Synergic Therapeutic Potential of PEA-Um Treatment and NAAA Enzyme Silencing In the Management of Neuroinflammation

• Main Authors: Giovanna Casili, Marika Lanza, Michela Campolo, Rosalba Siracusa, Irene Paterniti, Alessio Ardizzone, Sarah Adriana Scuderi, Salvatore Cuzzocrea, Emanuela Esposito
• Format: Article
• Language: English
• Published: MDPI AG 2020-10-01
• Series: International Journal of Molecular Sciences
• Subjects: glioma; neuroblastoma; microglia; oligodendrocytes; neuroinflammation; palmitoylethanolamide
• Online Access: https://www.mdpi.com/1422-0067/21/20/7486
• ISSN: 1661-6596; 1422-0067

Inflammation is a key element in the pathobiology of neurodegenerative diseases and sees the involvement of different neuronal and non-neuronal cells as players able to respond to inflammatory signals of immune origin.
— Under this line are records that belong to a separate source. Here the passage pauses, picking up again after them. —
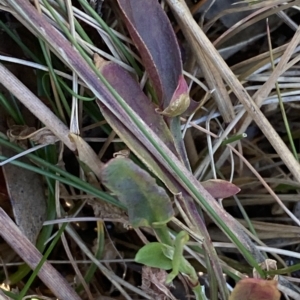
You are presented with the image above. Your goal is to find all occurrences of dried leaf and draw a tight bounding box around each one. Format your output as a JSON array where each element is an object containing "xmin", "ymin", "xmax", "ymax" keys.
[
  {"xmin": 201, "ymin": 179, "xmax": 241, "ymax": 199},
  {"xmin": 229, "ymin": 278, "xmax": 280, "ymax": 300},
  {"xmin": 1, "ymin": 147, "xmax": 46, "ymax": 244},
  {"xmin": 161, "ymin": 76, "xmax": 191, "ymax": 117}
]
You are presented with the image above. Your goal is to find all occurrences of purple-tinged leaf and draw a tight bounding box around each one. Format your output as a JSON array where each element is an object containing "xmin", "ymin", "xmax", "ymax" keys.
[
  {"xmin": 201, "ymin": 179, "xmax": 241, "ymax": 199},
  {"xmin": 94, "ymin": 55, "xmax": 177, "ymax": 154},
  {"xmin": 117, "ymin": 0, "xmax": 182, "ymax": 109},
  {"xmin": 229, "ymin": 278, "xmax": 280, "ymax": 300},
  {"xmin": 101, "ymin": 157, "xmax": 174, "ymax": 228}
]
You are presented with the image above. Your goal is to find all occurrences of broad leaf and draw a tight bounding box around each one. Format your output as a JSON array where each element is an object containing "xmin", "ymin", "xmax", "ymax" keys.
[
  {"xmin": 117, "ymin": 0, "xmax": 182, "ymax": 108},
  {"xmin": 101, "ymin": 157, "xmax": 174, "ymax": 227},
  {"xmin": 94, "ymin": 55, "xmax": 176, "ymax": 154},
  {"xmin": 135, "ymin": 242, "xmax": 173, "ymax": 270},
  {"xmin": 229, "ymin": 278, "xmax": 280, "ymax": 300},
  {"xmin": 117, "ymin": 0, "xmax": 190, "ymax": 169}
]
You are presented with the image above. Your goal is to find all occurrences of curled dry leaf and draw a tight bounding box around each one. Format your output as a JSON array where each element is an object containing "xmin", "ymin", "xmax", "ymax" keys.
[
  {"xmin": 1, "ymin": 147, "xmax": 46, "ymax": 244},
  {"xmin": 201, "ymin": 179, "xmax": 241, "ymax": 199},
  {"xmin": 7, "ymin": 125, "xmax": 59, "ymax": 145},
  {"xmin": 7, "ymin": 125, "xmax": 36, "ymax": 141},
  {"xmin": 161, "ymin": 75, "xmax": 191, "ymax": 117},
  {"xmin": 229, "ymin": 278, "xmax": 280, "ymax": 300}
]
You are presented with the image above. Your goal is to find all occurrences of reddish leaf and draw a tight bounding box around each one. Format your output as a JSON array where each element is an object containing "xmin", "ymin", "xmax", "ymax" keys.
[
  {"xmin": 117, "ymin": 0, "xmax": 182, "ymax": 108},
  {"xmin": 201, "ymin": 179, "xmax": 241, "ymax": 199},
  {"xmin": 229, "ymin": 278, "xmax": 280, "ymax": 300},
  {"xmin": 161, "ymin": 76, "xmax": 190, "ymax": 117},
  {"xmin": 94, "ymin": 56, "xmax": 177, "ymax": 154}
]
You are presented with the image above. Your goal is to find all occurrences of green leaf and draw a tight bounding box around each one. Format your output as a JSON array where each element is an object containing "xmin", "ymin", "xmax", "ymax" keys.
[
  {"xmin": 101, "ymin": 157, "xmax": 174, "ymax": 228},
  {"xmin": 135, "ymin": 242, "xmax": 172, "ymax": 270},
  {"xmin": 229, "ymin": 278, "xmax": 280, "ymax": 300}
]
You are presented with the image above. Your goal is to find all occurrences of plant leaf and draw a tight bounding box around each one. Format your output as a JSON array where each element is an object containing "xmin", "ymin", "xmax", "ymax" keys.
[
  {"xmin": 134, "ymin": 242, "xmax": 173, "ymax": 270},
  {"xmin": 117, "ymin": 0, "xmax": 182, "ymax": 108},
  {"xmin": 69, "ymin": 133, "xmax": 103, "ymax": 179},
  {"xmin": 94, "ymin": 55, "xmax": 177, "ymax": 154},
  {"xmin": 101, "ymin": 157, "xmax": 174, "ymax": 228},
  {"xmin": 229, "ymin": 278, "xmax": 280, "ymax": 300},
  {"xmin": 201, "ymin": 179, "xmax": 241, "ymax": 199},
  {"xmin": 161, "ymin": 76, "xmax": 191, "ymax": 117}
]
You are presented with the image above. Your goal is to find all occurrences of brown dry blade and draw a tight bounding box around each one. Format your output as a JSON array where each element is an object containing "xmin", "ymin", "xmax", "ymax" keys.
[
  {"xmin": 94, "ymin": 55, "xmax": 178, "ymax": 156},
  {"xmin": 1, "ymin": 147, "xmax": 47, "ymax": 244},
  {"xmin": 117, "ymin": 0, "xmax": 182, "ymax": 109},
  {"xmin": 229, "ymin": 278, "xmax": 280, "ymax": 300},
  {"xmin": 201, "ymin": 179, "xmax": 241, "ymax": 199}
]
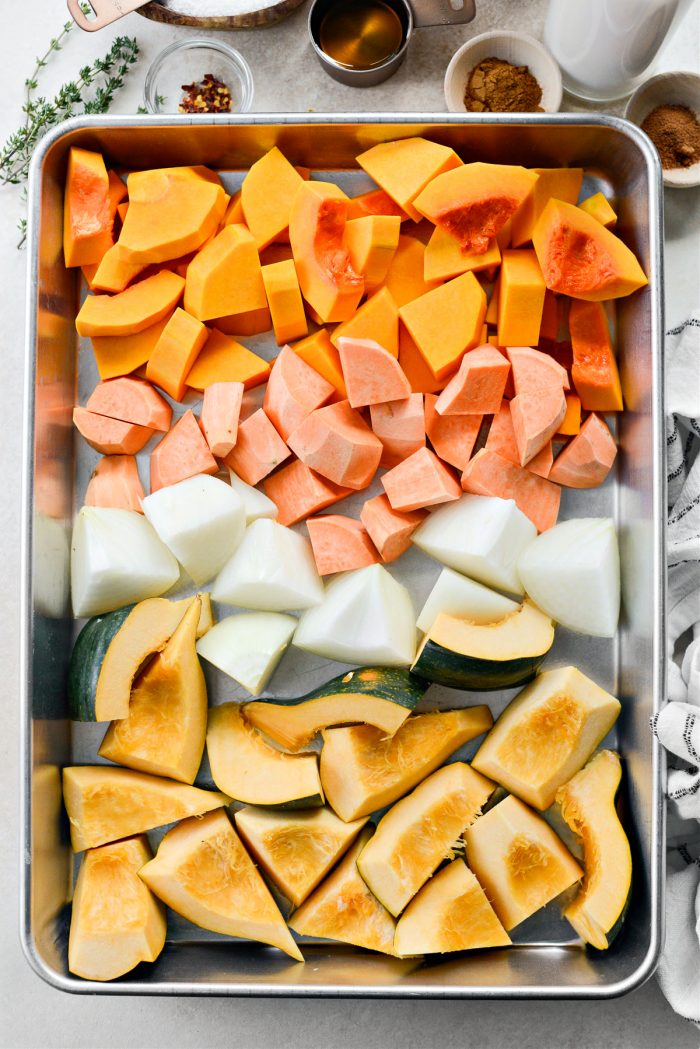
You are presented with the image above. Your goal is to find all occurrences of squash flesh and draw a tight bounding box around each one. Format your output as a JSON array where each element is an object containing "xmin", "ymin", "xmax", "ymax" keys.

Palmitoylethanolamide (PEA) is an endogenous potent anti-inflammatory agent, in which activity is regulated by N-acylethanolamine acid amidase (NAAA), that hydrolyzes saturated or monounsaturated fatty acid ethanolamides, such as PEA. In this research, an in vitro study was performed on different neuronal (SH-SY5Y) and non-neuronal cell lines (C6, BV-2, and Mo3.13) subjected to NAAA enzyme silencing and treated with PEA ultra-micronized (PEA-um) (1, 3, and 10 μM) to increase the amount of endogenous PEA available for counteract neuroinflammation provoked by stimulation with lipopolysaccharide (LPS) (1 μg/mL) and interferon gamma (INF-γ )(100 U/mL). Cell viability was performed by MTT (3-(4,5-Dimethylthiazol-2-yl)-2,5-Diphenyltetrazolium Bromide) staining, suggesting a protective effect of PEA-um (3 and 10 μM) on all cell lines studied. Western Blot analysis for inflammatory markers (Inducible nitric oxide synthase (iNOS) and cyclooxygenase 2 (COX-2)) was carried out in control and NAAA-silenced cells, highlighting how the concomitant treatment of the neuronal and non-neuronal cells with PEA-um after NAAA genic downregulation is satisfactory to counteract neuroinflammation. These in vitro findings support the protective role of endogenous PEA availability in the neuronal field, bringing interesting information for a translational point of view.